Does anybody have experience with this cell line for transfection? Should I let them grow for 48h instead? And any suggestion for the amount of Lipofectamine? Thanks
Based on the experimental details you provided, it is likely that the ratio between the Lipofectamine and siRNA may not have been optimum. However, if you did not see any change between control and siRNA transfected cells, I believe that siRNA may not be authenticated for your gene/protein of interest. Therefore, keeping transfected cells for 48 h is not likely to change the outcome. The best approach would be to optimize the ratio and authenticate the siRNA.

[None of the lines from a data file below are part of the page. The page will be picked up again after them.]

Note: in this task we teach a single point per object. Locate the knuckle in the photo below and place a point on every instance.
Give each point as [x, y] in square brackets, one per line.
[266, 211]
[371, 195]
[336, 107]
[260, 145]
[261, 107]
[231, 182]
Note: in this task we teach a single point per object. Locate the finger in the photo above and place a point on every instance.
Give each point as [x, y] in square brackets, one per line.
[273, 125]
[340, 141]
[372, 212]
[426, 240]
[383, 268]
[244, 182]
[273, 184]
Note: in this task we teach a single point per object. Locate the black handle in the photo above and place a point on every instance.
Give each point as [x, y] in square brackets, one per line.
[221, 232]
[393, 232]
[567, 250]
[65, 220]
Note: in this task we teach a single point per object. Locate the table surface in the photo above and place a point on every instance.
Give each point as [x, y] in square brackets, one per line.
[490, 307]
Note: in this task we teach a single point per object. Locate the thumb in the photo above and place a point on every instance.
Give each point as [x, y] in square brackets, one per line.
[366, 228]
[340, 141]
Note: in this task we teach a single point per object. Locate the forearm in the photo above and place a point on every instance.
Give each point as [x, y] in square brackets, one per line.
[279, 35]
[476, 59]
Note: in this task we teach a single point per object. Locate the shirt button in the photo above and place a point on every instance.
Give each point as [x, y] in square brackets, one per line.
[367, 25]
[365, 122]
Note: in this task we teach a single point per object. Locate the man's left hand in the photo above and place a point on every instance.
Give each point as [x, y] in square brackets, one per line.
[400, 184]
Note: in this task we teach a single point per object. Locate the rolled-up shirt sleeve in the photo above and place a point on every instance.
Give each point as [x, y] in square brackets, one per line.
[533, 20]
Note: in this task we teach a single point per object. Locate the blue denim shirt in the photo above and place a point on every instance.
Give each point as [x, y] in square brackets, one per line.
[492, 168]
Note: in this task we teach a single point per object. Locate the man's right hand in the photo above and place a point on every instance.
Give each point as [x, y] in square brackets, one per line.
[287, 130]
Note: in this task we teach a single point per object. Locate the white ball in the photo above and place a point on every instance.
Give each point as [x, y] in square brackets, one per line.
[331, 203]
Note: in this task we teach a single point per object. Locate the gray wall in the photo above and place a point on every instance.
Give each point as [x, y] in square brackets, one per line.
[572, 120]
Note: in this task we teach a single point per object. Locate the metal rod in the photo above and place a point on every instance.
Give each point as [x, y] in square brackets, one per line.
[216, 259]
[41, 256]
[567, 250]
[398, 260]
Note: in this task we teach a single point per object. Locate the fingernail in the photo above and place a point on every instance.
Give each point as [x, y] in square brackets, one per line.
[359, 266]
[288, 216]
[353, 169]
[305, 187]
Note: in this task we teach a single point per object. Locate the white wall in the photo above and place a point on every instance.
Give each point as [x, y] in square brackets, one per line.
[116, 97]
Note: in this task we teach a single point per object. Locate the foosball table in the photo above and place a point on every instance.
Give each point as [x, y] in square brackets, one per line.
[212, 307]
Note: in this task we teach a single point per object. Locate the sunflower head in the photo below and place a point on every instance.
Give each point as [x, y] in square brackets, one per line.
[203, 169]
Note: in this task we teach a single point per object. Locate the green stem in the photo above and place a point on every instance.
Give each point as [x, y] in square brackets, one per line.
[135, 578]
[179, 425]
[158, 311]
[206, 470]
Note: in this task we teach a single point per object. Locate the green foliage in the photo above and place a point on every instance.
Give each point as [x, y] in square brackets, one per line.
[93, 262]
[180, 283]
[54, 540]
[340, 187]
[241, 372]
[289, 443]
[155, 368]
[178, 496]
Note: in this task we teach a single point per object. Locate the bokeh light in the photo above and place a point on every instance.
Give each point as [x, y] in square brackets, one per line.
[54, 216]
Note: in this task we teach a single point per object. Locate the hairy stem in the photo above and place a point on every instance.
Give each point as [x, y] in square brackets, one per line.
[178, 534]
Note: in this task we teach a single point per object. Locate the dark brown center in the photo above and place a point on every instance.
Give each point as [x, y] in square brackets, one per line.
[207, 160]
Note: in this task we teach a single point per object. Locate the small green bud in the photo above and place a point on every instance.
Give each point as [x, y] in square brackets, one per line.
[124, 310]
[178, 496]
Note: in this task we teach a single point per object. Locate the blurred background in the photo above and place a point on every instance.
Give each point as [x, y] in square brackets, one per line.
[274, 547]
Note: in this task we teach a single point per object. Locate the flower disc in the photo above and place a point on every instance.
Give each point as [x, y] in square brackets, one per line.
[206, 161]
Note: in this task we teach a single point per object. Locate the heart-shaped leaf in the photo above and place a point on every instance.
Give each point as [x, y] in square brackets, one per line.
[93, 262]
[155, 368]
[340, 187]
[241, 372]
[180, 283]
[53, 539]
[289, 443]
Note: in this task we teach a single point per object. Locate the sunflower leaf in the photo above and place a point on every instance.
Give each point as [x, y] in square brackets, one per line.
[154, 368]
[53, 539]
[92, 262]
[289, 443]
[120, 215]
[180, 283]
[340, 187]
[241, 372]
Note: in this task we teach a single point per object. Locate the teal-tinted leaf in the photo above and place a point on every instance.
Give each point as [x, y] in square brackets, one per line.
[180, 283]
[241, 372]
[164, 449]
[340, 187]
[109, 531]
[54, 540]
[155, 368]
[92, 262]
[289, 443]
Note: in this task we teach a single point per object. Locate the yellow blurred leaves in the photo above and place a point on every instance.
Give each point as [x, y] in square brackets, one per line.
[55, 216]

Thank you. Actually I saw change in mRNA and protein level by 50% reduction when I transfected by electroporation. I just want to switch to lipofectamine to reduce the cell death.
Hello Nguyen,
Have you tested you cells for Mycoplasma contamination, this is a very good reason why transfection did not work.
See in this chat what answers we have discussed there:
https://www.researchgate.net/post/Has_anyone_performed_a_knockdown_via_siRNA_in_primary_keratinocytes#56e1e93d615e279bdf36b281
Hi Volker,
Thanks for your suggestion. It's actually my concern too. Can you tell me which kit have u used for Mycoplasma detection since I've never used it before
I have used an Applichem Kit bit maybe the order number is different in the states.
https://www.applichem.com/en/shop/product-detail/as/pcr-mycoplasmen-testkit/
The kit worked very good and very fast to receive a result.
Hi,
We wait 48 hours for gene expression experiments and 72h for protein analysis, the KD could be tested at 24h as this is the first step, but if you want to see the effect of this KD on the gene expression of other genes or even in proteins, this should be done at least at 48h.
I think is not a matter of contamination or toxicity, that could be too with lipofectamine but less than with electroporation.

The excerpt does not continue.